There are three times you need to assess your business structure, at a minimum. Look at the business structures you are using when:
#1: You first begin your business.
Thinking about your business structure is probably the last thing you want to do when you are thinking about marketing, sales, cash flow management, systems, fulfillment and operations. The business structure isn’t the most important thing you can do when you’re first starting. But it will help you save taxes and perhaps most importantly, protect your other assets when you’re starting.
Generally speaking, an S Corporation or an LLC that has elected S Corporation treatment is a good start-up business structure. If you’re a serial entrepreneur or have a number of investments, the Series LLC will allow you to build and change quickly and cost you much less money in the long run.
#2: Your business changes.
There is one thing you can count on when it comes to your business: change. You’ll add or subtract partners. Your business will make more money or less money. When it changes, take a look at your business structure again. The S Corporation you started with in the beginning might not work anymore if you’re building appreciating assets, intellectual property or your business income has gone up.
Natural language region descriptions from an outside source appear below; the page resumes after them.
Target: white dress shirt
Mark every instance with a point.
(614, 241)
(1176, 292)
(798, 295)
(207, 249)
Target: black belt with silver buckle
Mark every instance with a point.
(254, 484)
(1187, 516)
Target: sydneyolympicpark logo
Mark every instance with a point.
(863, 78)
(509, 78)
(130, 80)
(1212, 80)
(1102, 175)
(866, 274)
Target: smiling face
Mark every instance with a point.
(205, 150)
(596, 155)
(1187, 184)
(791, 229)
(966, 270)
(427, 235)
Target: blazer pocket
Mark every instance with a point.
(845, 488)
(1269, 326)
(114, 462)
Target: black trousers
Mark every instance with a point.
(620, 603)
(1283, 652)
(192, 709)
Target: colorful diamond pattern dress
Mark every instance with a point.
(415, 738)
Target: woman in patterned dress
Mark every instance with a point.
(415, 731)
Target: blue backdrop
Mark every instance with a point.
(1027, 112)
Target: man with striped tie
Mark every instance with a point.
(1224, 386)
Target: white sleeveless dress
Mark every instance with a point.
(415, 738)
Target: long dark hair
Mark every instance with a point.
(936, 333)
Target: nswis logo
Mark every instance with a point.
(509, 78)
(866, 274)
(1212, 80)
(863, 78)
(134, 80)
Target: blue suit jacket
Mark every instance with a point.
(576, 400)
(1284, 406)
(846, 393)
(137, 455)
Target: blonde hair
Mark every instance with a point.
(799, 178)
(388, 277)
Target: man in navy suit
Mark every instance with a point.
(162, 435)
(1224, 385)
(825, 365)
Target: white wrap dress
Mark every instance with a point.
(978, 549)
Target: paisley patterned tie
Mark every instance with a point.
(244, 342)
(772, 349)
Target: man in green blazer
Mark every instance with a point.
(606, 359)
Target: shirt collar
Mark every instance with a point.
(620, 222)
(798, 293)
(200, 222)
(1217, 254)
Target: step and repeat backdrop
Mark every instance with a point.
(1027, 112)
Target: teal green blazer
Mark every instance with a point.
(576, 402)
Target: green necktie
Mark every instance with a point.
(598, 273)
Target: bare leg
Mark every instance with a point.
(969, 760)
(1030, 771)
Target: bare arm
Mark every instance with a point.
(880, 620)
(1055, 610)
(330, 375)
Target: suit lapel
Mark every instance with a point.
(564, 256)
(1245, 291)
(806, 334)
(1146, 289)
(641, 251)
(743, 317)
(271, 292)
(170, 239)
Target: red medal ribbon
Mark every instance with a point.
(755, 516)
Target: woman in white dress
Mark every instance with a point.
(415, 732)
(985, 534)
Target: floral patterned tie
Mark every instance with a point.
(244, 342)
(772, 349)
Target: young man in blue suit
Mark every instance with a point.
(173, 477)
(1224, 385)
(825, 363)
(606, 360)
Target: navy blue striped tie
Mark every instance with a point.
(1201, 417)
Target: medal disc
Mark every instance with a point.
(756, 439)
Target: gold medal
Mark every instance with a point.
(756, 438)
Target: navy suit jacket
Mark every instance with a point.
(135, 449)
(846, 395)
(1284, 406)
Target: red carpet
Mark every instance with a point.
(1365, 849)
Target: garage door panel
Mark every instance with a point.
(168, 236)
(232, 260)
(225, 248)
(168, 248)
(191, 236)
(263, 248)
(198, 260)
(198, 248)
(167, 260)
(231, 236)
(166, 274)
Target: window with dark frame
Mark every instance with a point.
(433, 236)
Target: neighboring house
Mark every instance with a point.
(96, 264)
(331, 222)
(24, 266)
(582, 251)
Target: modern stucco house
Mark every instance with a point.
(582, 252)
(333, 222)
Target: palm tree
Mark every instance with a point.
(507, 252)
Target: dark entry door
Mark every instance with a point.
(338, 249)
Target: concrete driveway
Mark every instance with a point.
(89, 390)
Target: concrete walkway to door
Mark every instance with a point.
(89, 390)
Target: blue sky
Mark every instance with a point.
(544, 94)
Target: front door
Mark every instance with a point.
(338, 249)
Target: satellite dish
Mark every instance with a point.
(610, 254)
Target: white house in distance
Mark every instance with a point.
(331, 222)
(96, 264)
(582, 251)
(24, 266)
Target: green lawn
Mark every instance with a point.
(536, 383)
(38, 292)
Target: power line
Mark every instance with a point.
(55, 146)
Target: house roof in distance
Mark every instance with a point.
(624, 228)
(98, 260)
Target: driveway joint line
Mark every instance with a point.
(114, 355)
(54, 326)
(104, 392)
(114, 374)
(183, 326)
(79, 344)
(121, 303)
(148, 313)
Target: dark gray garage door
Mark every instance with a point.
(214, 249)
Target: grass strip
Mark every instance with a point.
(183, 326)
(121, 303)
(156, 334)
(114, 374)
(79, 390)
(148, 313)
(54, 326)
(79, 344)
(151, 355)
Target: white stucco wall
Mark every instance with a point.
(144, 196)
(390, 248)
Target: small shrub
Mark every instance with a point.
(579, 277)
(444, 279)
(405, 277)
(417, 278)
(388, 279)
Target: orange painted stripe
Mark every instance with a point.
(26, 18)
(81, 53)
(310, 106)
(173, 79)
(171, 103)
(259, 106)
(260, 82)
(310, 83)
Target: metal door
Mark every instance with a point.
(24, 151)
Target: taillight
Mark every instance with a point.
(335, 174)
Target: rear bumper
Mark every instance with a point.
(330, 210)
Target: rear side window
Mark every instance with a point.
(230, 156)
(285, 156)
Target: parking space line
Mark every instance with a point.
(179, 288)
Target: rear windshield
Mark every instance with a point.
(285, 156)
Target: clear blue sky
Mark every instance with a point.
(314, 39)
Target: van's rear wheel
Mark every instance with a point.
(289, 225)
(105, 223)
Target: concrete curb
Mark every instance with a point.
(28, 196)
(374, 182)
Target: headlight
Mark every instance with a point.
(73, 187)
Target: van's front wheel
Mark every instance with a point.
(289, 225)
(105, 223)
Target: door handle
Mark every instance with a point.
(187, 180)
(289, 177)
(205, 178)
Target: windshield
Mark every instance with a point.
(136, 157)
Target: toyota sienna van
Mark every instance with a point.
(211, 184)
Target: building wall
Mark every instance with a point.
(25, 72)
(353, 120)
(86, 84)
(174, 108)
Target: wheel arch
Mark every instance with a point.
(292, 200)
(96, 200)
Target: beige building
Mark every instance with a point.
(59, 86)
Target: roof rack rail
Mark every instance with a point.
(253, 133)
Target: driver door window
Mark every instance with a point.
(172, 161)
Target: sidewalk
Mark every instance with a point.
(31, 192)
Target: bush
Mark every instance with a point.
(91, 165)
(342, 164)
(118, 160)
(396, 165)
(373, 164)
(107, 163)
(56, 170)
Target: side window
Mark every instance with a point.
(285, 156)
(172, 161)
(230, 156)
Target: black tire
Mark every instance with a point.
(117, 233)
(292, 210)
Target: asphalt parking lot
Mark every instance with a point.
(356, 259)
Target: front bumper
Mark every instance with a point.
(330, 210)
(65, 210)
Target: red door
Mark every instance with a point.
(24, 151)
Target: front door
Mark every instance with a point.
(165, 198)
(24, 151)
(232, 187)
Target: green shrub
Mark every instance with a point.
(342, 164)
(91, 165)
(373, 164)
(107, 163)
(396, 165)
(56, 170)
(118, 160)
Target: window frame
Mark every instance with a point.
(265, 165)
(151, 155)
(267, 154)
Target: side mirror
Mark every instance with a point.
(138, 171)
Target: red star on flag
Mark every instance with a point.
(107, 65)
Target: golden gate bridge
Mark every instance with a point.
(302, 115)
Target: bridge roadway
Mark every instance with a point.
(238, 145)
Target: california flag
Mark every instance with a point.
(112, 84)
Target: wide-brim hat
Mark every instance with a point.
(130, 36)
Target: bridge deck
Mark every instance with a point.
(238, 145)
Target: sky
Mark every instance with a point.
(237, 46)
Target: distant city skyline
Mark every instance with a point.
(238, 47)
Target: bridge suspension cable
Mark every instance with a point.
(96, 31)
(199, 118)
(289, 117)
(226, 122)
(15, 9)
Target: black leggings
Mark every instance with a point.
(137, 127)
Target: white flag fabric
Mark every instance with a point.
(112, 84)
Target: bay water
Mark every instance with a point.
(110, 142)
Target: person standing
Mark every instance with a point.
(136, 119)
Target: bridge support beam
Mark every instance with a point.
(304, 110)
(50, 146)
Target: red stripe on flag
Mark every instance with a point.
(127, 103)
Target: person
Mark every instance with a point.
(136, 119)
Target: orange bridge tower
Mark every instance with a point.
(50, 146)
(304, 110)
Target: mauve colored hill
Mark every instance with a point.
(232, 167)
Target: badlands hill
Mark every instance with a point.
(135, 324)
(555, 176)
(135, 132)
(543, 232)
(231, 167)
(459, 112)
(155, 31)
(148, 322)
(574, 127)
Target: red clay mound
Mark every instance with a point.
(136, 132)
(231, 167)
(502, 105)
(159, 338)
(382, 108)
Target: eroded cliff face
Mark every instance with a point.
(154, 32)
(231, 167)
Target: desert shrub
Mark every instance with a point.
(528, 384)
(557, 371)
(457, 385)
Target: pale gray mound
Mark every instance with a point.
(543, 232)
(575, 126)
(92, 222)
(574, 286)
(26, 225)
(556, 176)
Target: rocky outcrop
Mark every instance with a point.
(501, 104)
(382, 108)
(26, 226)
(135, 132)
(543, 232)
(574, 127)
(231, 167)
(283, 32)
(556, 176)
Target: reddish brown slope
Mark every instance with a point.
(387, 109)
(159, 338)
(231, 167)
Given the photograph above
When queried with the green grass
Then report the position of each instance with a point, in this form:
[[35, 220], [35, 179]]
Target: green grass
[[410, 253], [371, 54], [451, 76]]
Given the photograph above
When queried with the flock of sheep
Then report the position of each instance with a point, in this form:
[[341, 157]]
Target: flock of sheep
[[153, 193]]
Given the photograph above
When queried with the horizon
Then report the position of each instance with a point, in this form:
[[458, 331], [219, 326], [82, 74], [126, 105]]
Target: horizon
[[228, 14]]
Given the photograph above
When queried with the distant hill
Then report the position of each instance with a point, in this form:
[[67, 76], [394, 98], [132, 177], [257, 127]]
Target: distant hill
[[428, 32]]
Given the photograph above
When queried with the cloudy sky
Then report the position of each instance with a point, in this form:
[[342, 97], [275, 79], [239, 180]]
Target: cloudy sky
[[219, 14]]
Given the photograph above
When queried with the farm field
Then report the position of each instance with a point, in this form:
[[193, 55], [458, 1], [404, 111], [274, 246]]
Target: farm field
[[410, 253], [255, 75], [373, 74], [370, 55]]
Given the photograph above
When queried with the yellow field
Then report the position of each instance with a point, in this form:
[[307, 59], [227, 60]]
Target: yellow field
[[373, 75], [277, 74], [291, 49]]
It might be time to change or add a structure.
#3: Tax law changes.
We’re closely watching what happens as the full effect of the Health Care Bill and other tax changes come on line in the next few years. Next year, the perfect storm hits as (1) we have more auditors then ever before (2) tax cuts expire and (3) new surtaxes hit business owners and investors.
We’re watching the tax laws closely. As a result, we may see a shift to more C Corporations again.
What’s ahead? Change! Make sure your business structures and tax strategies keep pace.